11.Persons employed must be of good character, have the necessary qualifications, skills and experience, and be able to perform the work for which they are employed (fit and proper persons requirement).
- Persons employed for the purposes of carrying on a regulated activity must:
(a) be of good character
(b) have the qualifications, competence, skills and experience which are necessary for the work to be performed by them
(c) be able by reason of their health, after reasonable adjustments are made, of properly performing tasks which are intrinsic to the work for which they are employed.
- Recruitment procedures must be established and operated effectively to ensure that persons employed meet the (above) conditions
- The following information must be available in relation to each such person employed:
(a) the information specified in Schedule 3
(b) such other information as is required under any enactment to be kept by the registered person in relation to such persons employed.
- Persons employed must be registered with the relevant professional body where such registration is required by, or under, any enactment in relation to:
(a) the work that the person is to perform
(b) the title that the person takes or uses.
- Where a person employed by the registered person no longer meets the criteria in paragraph
The registered person must:
(a) take such action as is necessary and proportionate to ensure that the requirement in that paragraph is complied with
(b) if the person is a health care professional, social worker or other professional registered with a health care or social care regulator, inform the regulator in question.
- Paragraphs (1) and (3) of this regulation do not apply in a case to which regulation 5 applies.
12.Registered persons must be open and transparent with service users about their care and treatment (the duty of candour).
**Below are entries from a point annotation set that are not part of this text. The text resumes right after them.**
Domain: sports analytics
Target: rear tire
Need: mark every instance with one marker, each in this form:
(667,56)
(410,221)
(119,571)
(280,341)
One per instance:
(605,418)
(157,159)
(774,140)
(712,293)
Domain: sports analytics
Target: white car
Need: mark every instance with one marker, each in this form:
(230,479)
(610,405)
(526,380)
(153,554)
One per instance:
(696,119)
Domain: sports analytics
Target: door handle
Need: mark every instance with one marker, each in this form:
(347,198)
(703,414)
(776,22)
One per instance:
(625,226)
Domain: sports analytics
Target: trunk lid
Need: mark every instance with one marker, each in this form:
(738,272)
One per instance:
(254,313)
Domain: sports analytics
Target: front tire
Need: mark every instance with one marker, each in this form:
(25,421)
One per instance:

Applies only to health service bodies but for the purposes of compliance with the requirements set out in these Regulations, the registered person must have regard to:
(a) guidance issued by the Commission under section 23 of the Act in relation to the requirements set out in Part 3 (with the exception of regulation 12 in so far as it applies to health care associated infections);
(b) in relation to regulation 12, in so far as it applies to health care associated infections, any code of practice issued by the Secretary of State under section 21 of the Act in relation to the prevention or control of health care associated infections.